# Standard LM317 Charger for 9V NiMh Batteries



## Syzygies

This is a "by the book" charging circuit for NiMh 9V batteries, as found on its datasheet and as used in Tangent's TPM schematic. I am following standard advice by separately charging each cell, which is a good thing because at the moment they are at very different charge levels. There is nothing novel about this circuit; I am documenting it to make life easier for newcomers, as we are a friendly tribe.

 I've been using NiMh 9V batteries in my Altoids CMoy amp, but I don't have a 9V charger handy, so I built one:







 Power comes in from the right, and two separate 9V battery snaps for charging leave at the bottom. The right pin of each LM317 is "in", the middle pin is "out", and the LM317 controls the current flow through "out" to keep the left pin "adj" exactly 1.25 volts lower than the output. Across a 100 ohm resistor, that current is 12.5 mA, which is what I want.
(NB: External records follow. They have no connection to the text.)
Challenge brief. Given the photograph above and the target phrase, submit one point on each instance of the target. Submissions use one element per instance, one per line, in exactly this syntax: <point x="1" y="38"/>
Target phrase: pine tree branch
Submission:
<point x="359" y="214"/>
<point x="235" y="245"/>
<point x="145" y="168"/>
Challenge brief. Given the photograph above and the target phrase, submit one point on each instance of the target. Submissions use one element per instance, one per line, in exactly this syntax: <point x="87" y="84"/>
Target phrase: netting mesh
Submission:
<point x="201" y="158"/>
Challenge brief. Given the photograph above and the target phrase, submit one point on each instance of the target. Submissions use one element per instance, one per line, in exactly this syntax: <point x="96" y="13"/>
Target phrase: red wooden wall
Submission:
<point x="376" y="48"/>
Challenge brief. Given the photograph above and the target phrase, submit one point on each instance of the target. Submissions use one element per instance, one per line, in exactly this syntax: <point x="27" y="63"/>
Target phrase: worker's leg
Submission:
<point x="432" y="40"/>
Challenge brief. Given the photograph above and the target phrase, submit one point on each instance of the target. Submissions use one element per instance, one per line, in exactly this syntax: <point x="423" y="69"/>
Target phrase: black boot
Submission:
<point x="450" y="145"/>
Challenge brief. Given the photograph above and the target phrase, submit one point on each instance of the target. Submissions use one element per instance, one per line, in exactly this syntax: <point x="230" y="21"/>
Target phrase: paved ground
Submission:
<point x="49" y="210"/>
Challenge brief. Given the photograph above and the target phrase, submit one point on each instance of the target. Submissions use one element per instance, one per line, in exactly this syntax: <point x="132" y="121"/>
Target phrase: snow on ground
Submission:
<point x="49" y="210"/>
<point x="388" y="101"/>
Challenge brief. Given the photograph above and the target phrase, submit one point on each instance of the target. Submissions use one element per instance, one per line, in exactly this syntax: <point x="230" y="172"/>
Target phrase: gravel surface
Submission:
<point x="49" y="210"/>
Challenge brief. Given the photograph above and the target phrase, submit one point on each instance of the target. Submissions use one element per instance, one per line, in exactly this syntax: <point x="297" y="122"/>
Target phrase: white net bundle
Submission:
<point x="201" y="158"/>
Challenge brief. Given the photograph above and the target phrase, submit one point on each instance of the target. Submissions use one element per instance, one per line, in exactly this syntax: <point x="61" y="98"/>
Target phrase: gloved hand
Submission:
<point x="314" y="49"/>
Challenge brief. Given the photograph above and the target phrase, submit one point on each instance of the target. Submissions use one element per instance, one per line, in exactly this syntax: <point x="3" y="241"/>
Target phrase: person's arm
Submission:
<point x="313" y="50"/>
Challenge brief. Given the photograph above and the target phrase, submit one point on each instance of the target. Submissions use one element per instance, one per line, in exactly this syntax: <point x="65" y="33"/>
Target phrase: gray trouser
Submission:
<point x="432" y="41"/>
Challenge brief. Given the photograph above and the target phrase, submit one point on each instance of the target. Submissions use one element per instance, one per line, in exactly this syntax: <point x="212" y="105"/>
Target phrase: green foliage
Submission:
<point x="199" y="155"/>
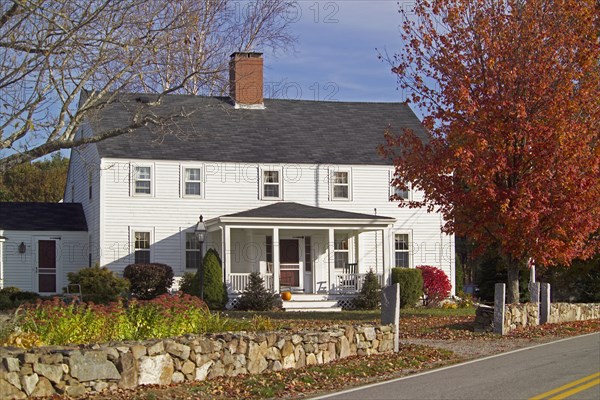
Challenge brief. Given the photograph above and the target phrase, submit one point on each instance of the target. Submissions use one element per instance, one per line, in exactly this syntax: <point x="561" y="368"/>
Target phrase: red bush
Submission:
<point x="436" y="285"/>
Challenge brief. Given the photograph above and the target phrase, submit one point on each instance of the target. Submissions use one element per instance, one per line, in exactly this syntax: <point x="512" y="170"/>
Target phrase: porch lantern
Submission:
<point x="200" y="233"/>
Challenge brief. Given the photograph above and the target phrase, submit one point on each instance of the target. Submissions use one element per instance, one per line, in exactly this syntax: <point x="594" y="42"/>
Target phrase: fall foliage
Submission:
<point x="510" y="94"/>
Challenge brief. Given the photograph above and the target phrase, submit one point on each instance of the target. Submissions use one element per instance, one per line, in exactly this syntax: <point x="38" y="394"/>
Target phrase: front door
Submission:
<point x="46" y="270"/>
<point x="290" y="267"/>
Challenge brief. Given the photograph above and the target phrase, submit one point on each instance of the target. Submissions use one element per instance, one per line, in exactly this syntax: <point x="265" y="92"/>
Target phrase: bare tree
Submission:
<point x="63" y="60"/>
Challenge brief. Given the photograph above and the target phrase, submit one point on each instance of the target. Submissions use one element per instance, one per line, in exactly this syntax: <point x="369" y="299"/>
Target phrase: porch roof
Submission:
<point x="294" y="213"/>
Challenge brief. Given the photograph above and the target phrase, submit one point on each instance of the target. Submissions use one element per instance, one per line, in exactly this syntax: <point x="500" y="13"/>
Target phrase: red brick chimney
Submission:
<point x="246" y="80"/>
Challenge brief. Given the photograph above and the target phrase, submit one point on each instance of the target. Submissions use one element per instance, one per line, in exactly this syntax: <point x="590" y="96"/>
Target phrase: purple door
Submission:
<point x="289" y="259"/>
<point x="46" y="266"/>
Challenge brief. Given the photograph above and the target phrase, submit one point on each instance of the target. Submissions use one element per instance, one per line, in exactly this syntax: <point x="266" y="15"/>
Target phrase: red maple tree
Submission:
<point x="510" y="90"/>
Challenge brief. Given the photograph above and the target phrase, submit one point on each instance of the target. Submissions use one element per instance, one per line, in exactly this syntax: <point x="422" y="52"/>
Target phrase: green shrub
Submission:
<point x="99" y="285"/>
<point x="190" y="284"/>
<point x="411" y="285"/>
<point x="148" y="281"/>
<point x="256" y="297"/>
<point x="369" y="297"/>
<point x="215" y="292"/>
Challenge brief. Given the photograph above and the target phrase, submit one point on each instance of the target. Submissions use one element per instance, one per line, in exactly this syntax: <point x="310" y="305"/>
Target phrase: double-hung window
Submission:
<point x="402" y="250"/>
<point x="397" y="193"/>
<point x="141" y="247"/>
<point x="401" y="193"/>
<point x="271" y="184"/>
<point x="340" y="185"/>
<point x="192" y="251"/>
<point x="142" y="180"/>
<point x="192" y="181"/>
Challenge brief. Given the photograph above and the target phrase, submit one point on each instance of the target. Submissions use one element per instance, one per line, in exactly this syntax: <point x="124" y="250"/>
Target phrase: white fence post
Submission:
<point x="545" y="304"/>
<point x="499" y="308"/>
<point x="390" y="311"/>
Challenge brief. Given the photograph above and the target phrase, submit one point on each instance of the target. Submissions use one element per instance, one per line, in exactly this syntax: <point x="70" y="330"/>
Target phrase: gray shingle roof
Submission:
<point x="42" y="217"/>
<point x="286" y="131"/>
<point x="287" y="210"/>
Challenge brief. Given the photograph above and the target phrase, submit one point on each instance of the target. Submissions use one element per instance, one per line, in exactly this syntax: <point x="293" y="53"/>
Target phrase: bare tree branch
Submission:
<point x="62" y="60"/>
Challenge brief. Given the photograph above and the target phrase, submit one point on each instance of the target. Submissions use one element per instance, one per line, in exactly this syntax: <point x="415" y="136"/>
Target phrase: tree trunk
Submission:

The diode keeps "backflooding" from damaging the LM317, e.g. if I were to short the power supply wires while a battery was hooked up.

 The metal body of the LM317 is also "out", so don't let it short against a metal enclosure. If you like this layout but don't want each LM317 hanging off the edge (not an issue in my recycled enclosure), bend them forward so they face-plant over the rest of the circuit. If you do this, the board can be cut down further.

 Before building this, figure out how the circuit works, and stare at my layout until you believe that I have implemented it correctly. This will come in handy later, when you'll know where to stick multimeter probes while observing the circuit in use.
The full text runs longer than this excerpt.